ANUNCIO COTIA/LATERAL

A Justiça mineira determinou a suspensão imediata das operações da Vale no Complexo Minerário de Fábrica, localizado em Ouro Preto, na região central de Minas Gerais. A decisão judicial, proferida na última sexta-feira, visa garantir a estabilidade e segurança de todas as estruturas do empreendimento, após um incidente grave que levantou sérias preocupações. A medida judicial impõe a paralisação total das atividades da mineradora na área, com exceção expressa para ações emergenciais estritamente voltadas à contenção de riscos iminentes e à proteção ambiental. Este desdobramento sublinha a crescente fiscalização e a intolerância das autoridades frente a potenciais ameaças ambientais e sociais decorrentes da atividade minerária no estado. A determinação reforça o compromisso com a segurança e a integridade do ecossistema local.

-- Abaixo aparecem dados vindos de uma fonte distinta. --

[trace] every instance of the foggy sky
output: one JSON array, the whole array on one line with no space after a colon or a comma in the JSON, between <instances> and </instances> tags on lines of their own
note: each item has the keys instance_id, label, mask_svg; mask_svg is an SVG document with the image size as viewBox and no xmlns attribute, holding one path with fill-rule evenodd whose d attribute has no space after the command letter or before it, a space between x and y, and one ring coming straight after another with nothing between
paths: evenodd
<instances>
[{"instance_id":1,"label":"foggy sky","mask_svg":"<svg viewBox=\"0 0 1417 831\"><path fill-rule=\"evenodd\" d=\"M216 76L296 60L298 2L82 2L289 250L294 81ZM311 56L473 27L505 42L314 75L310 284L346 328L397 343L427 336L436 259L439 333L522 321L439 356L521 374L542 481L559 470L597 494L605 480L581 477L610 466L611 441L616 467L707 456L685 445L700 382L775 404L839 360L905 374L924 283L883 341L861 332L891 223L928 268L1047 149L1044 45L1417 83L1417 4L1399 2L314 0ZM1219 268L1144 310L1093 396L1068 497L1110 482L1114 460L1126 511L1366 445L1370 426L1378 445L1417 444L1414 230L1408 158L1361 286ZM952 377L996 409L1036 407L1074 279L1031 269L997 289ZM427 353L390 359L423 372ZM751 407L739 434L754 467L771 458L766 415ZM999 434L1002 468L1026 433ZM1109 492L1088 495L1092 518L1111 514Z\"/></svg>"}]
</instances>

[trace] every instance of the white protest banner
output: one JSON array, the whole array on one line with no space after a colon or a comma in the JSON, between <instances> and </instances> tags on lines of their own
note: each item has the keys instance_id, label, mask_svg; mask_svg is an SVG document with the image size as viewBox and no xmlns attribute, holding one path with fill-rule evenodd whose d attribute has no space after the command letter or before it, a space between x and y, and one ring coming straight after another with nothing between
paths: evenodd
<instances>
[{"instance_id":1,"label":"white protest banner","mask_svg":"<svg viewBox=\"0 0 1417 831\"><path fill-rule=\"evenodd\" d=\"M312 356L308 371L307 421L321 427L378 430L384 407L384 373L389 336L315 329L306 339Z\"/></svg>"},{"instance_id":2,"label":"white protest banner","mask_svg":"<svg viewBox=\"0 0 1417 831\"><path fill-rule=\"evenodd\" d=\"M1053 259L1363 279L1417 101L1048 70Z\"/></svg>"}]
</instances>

O incidente na Cava Área 18 e seus impactos

A determinação judicial surge como resposta direta a um colapso estrutural ocorrido no dia 25 de janeiro na Cava Área 18 do complexo. O evento crítico resultou no extravasamento de um volume considerável de material – aproximadamente 262 mil metros cúbicos de água e sedimentos – que se espalhou por diversas áreas. A onda de rejeitos e água não apenas atingiu setores operacionais da própria Vale, mas também se estendeu a propriedades de terceiros, causando danos e preocupação entre a população local.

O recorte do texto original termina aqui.